In terms of battery life, it cleaned for nearly two full hours in testing (109 minutes, excluding the time it took to refill the water tanks), exceeding Samsung's 100-minute estimate. About halfway through, the robot beeped and blinked blue, indicating it was out of water. I refilled the tanks, swapped the dirty mopping pads for fresh ones, and sent it back out to clean.
While cleaning, the robot never once got stuck, and easily traversed the boundary strip separating the tile in my kitchen from the laminate in my dining and living rooms. Samsung says the robot features smart sensors that prevent it from falling down the stairs, and help it automatically avoid carpeting when cleaning. In testing, however, it did sometimes roll onto area rugs and carpeting. When its battery is fully drained, the robot stops in place and its LED shines yellow.
The dark color of the mother yarn mop pads doesn't really show dirt, so when the Jetbot was done cleaning I wet them a bit, wrung them out, and the water that came off was very cloudy, indicating the robot did its job. The green pads, meanwhile, were visibly dirty after mopping my floors with just water. Upon inspecting its work, I noted that my tile kitchen floor looked and felt a lot cleaner, with no streaks in sight. Granted, the olive-gray tile on the floor easily hides smudges, but the Jetbot Mop got it to shine with just water.
I was less impressed by the look of the laminate floors in my dining and living rooms, which had visible streaks, likely due to the robot's random cleaning pattern and the fact that it was only mopping with water at the time, not a cleaning solution.

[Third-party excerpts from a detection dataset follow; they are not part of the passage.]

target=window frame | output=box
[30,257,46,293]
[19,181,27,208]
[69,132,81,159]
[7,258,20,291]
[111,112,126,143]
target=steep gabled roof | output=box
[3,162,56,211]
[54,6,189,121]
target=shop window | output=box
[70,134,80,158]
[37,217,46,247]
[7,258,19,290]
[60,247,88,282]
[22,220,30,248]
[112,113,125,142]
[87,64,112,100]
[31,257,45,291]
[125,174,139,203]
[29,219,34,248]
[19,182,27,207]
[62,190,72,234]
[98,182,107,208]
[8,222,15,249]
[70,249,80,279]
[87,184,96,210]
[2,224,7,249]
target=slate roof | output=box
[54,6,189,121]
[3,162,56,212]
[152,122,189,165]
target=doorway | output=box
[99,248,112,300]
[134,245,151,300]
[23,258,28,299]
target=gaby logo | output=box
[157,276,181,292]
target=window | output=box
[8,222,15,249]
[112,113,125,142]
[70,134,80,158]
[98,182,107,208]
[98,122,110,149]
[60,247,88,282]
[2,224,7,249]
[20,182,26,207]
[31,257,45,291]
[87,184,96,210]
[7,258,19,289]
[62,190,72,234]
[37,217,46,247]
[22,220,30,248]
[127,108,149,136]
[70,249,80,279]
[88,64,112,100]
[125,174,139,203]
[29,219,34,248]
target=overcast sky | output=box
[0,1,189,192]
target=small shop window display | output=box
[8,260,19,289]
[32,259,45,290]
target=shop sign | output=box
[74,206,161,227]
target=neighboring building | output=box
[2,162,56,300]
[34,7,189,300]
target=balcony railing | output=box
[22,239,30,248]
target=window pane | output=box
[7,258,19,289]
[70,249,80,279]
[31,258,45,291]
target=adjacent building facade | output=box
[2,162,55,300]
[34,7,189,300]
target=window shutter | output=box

The laminate did look better, but nowhere near as sparkly as it gets after I run the Bissell SpinWave Wet and Dry, which travels in straight lines and comes with a cleaning solution you can use when mopping.
In the Jetbot Mop's user manual, it clearly states that the robot should be used with "water only." However, on its website, Samsung says you can fill the robot with a "water-based floor cleaning solution."
So for its second test run, I decided to add a tiny bit of floor cleaning solution to the Jetbot Mop's tanks to see what would happen. I had a bottle of dollar-store floor cleaner under my sink, so I added about a tablespoon to each tank, filled them up the rest of the way with water, and ran the robot again. I'm happy to report that the robot worked just fine with a small amount of cleaning solution in the tank and my floors looked a lot shinier afterward.
An Affordable Robot for Cleaner Floors and Walls
The $299 Samsung Jetbot Mop can help you check two of the most tedious cleaning tasks off of your to-do list: mopping your floors and washing your shower or bathtub. Thanks to the two spinning pads on the bottom and a handle on top, this versatile robot can scrub the gunk off of tile, vinyl, laminate, or hardwood floors with little help on your part, and does double duty as a handheld cleaning tool for washing your walls. It has a compact design that allows it to autonomously maneuver around obstacles with ease, and it's short enough that it won't get stuck under furniture. It works quickly, and when used with a bit of cleaning solution truly makes your floors shine.
In this price range, it's also worth checking out the $249.99 iLife W400 Floor Washing Robot. It features separate clean and dirty water tanks and a rubber scraper to wipe off residue and remove smudges, though it's slower than the Jetbot and sometimes has difficulty switching between floor types. The iRobot Braava 380t is the same price as the Jetbot Mop and works well, but it's much older (we first reviewed it in 2012) and requires a battery-powered NorthStar Navigation Cube for multi-room cleaning.
If you're willing to spend more, the $399.99 Bissell SpinWave Wet and Dry is our Editors' Choice award winner. It doesn't work as a handheld cleaning tool, but it doubles as a robot vacuum that can clean your carpeting. It can also be controlled from your phone, automatically docks when finished cleaning, supports scheduling, and moves in straight lines for fewer smudges, making for an even more hands-off cleaning experience.